10. Sources and References
- Primary case source: Rajasthan Patrika, Sikar edition (May 2026), news report by Patrika News Network — published under the “Patrika Raksha Kavach” consumer-safety campaign. Available at patrika.com. All case-specific facts in this article (victim age and name, dates 1 / 4 / 27 April, 24-day duration, 15 transactions, Rs 1.03 crore total, FIR at Sikar Cyber Police Station, SHO Jeevan Lal Khatri quoted) are taken from this report.
- National Cyber Crime Reporting Portal: cybercrime.gov.in — for online cybercrime complaints. Operated by the Indian Cyber Crime Coordination Centre (I4C), Ministry of Home Affairs, Government of India.
- Cybercrime helpline: 1930 — 24x7 toll-free, operated by I4C / MHA. Used for immediate transaction-hold requests to receiving banks.
- PM Mann Ki Baat episode #115, 27 October 2024 — dedicated segment on digital-arrest scams, including a mock recording and the “Ruko, Socho Aur Action Lo” mantra (PMO English rendering: “Stop, Think, Take Action”). Publicly broadcast; archived on the official PMO website (pmindia.gov.in) and on AIR / Akashvani channels; PIB press release dated 27 October 2024 (PRID 2068698).
- Bharatiya Nagarik Suraksha Sanhita, 2023 — arrest procedure (Sec 35 powers, Sec 36 arrest memo, Sec 38 advocate-during-interrogation, Sec 48 intimation to relative, Secs 57-58 production before Magistrate within 24 hours). In force from 1 July 2024 (with notified carve-outs — e.g. the BNSS First Schedule entry corresponding to BNS Sec 106(2) was not commenced on that date).
- Bharatiya Nyaya Sanhita, 2023 — Sections 308 (extortion), 318 (cheating — covering both the IPC 415 definition and the IPC 420 aggravated form), 319 (cheating by personation), 335-336 (false document / forgery, jointly covering the IPC 463/464/465 terrain). In force from 1 July 2024 (with the Sec 106(2) carve-out noted above).
- Information Technology Act, 2000 — Section 66C (identity theft) and Section 66D (cheating by personation by using computer resource). The on-point cyber-law sections.
- Prevention of Money Laundering Act, 2002 — Section 50 (ED summons power: officer may require attendance in person or through an authorised agent, as the officer may direct; written summons issued at the ED office); Sections 3 and 4 (offence and punishment for money laundering — require dealing with proceeds of a scheduled offence with statutory mens rea/participation, not every fund movement automatically).
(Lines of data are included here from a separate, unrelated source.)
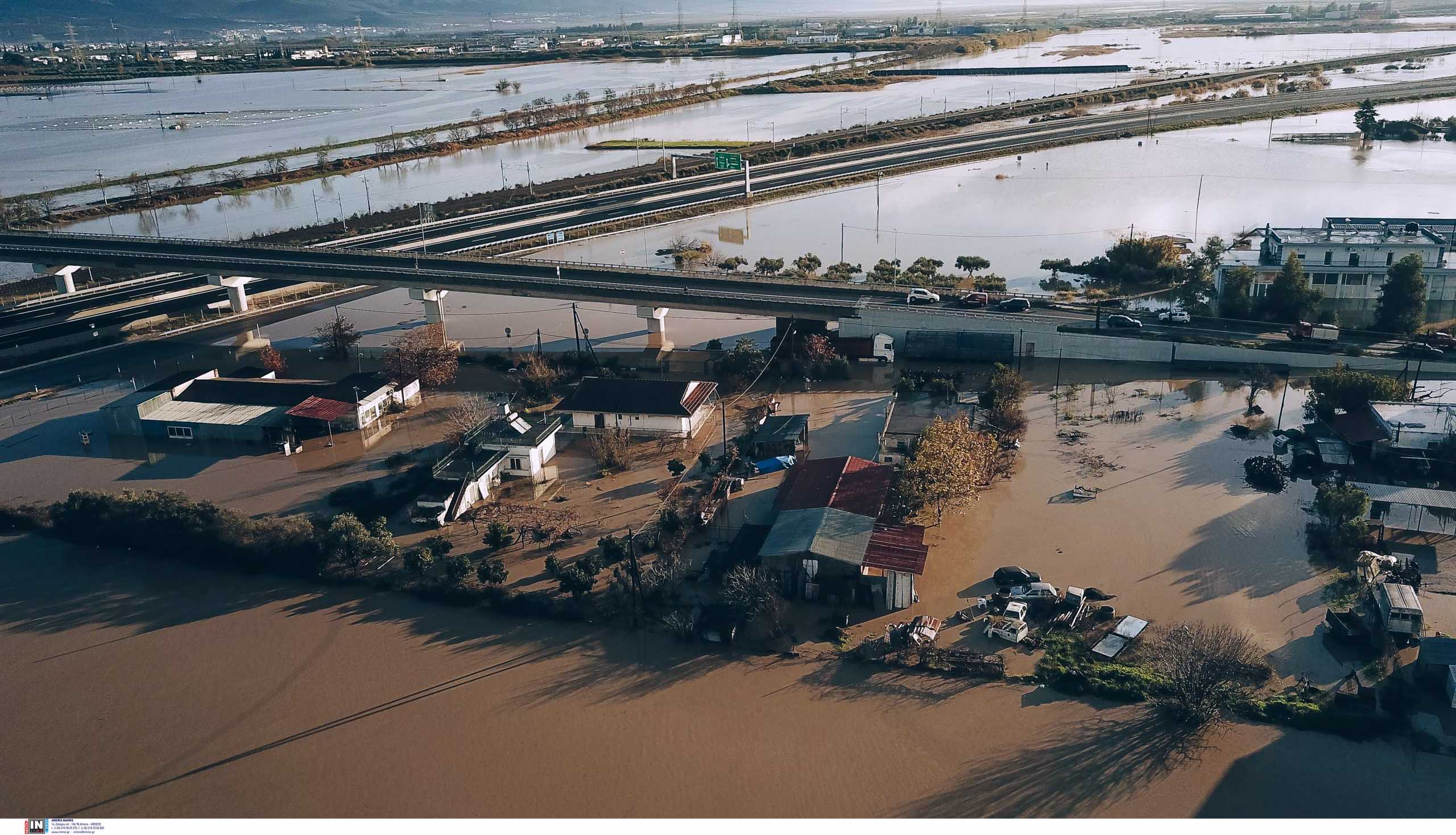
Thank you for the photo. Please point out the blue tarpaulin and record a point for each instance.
(774, 464)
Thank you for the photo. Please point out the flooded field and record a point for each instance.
(60, 140)
(1077, 201)
(162, 690)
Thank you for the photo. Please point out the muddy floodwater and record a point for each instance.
(165, 691)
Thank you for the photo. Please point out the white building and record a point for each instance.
(528, 446)
(1347, 261)
(675, 408)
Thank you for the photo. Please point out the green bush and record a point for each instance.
(1069, 665)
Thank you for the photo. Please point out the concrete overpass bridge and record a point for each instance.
(430, 277)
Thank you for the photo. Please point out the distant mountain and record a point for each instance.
(97, 18)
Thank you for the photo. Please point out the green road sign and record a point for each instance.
(727, 162)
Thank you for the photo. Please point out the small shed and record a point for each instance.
(781, 435)
(1124, 633)
(1436, 655)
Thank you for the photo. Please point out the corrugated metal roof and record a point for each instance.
(1418, 496)
(820, 531)
(845, 483)
(216, 414)
(1438, 651)
(897, 549)
(1401, 596)
(324, 409)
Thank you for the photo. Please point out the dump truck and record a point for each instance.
(878, 348)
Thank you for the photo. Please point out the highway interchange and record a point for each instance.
(61, 316)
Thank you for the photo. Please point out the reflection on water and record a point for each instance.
(47, 144)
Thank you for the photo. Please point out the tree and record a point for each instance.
(809, 264)
(1401, 308)
(337, 337)
(768, 265)
(1261, 379)
(498, 534)
(1343, 388)
(273, 360)
(1343, 511)
(421, 354)
(1290, 296)
(491, 572)
(743, 363)
(419, 560)
(1056, 265)
(1206, 670)
(456, 568)
(973, 264)
(1368, 121)
(1236, 300)
(753, 597)
(469, 412)
(350, 543)
(947, 467)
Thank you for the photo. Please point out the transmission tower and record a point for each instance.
(359, 37)
(75, 45)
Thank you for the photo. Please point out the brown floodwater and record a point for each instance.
(154, 690)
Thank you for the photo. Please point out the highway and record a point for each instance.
(535, 220)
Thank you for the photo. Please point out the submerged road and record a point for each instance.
(536, 220)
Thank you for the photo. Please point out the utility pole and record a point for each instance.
(632, 566)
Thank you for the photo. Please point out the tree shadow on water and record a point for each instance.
(1074, 771)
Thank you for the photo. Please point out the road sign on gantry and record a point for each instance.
(727, 162)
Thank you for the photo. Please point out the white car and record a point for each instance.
(1036, 592)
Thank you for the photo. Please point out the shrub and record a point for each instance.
(1265, 473)
(1069, 667)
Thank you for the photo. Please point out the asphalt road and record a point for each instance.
(487, 229)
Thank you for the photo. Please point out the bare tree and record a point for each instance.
(423, 354)
(1207, 668)
(469, 412)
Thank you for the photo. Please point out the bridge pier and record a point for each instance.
(235, 285)
(435, 305)
(64, 275)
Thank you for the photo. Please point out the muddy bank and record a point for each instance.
(172, 691)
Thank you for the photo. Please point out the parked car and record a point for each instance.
(1441, 339)
(1036, 592)
(974, 298)
(1421, 350)
(1015, 576)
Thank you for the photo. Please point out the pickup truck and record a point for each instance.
(1007, 629)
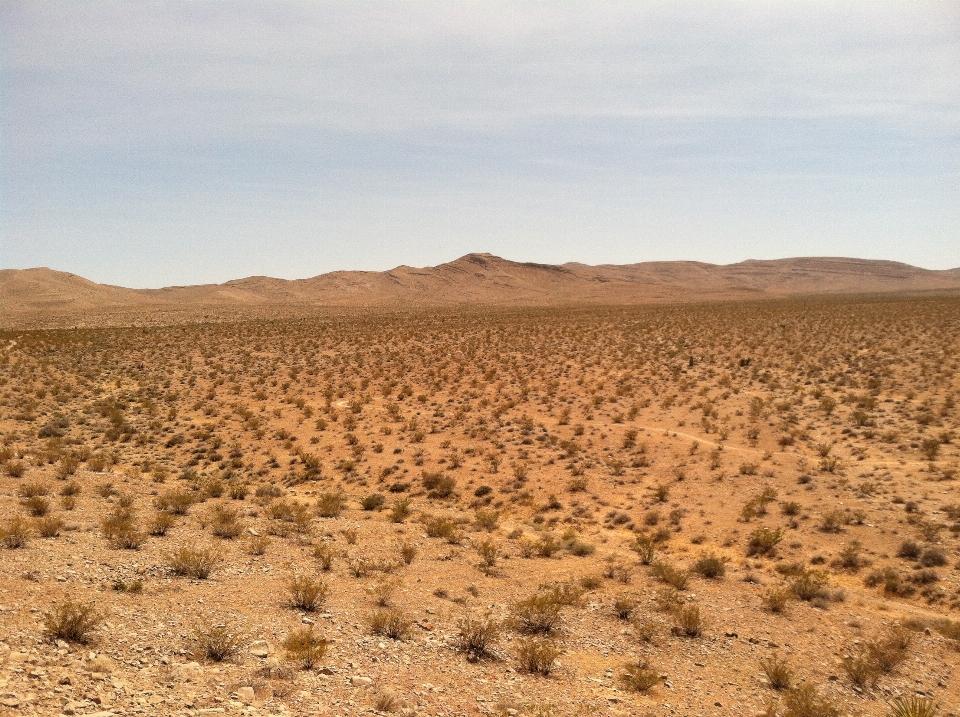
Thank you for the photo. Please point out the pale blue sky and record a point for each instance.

- Delhi Special Police Establishment Act, 1946 — the parent statute under which the CBI investigates; in-person investigation framework.
- RBI public advisories on cyber-fraud safety — the Reserve Bank periodically reissues consumer-protection advisories reiterating that the RBI does not seek transfers from individuals to “hold” or “verification” accounts.
- ICAI Code of Ethics — professional confidentiality obligations relevant to practising CAs.
This article is awareness content as on 6 May 2026. Case-specific facts are restated from the cited Patrika report; legal references are restated from the named statutes and public advisories. Verify any specific reporting / FIR procedure with your local police station and the cybercrime.gov.in portal at the time of acting. If you are a CA whose client funds may have been touched in such a fraud, engage your firm’s legal counsel and ICAI’s grievance cell in parallel with the criminal complaint.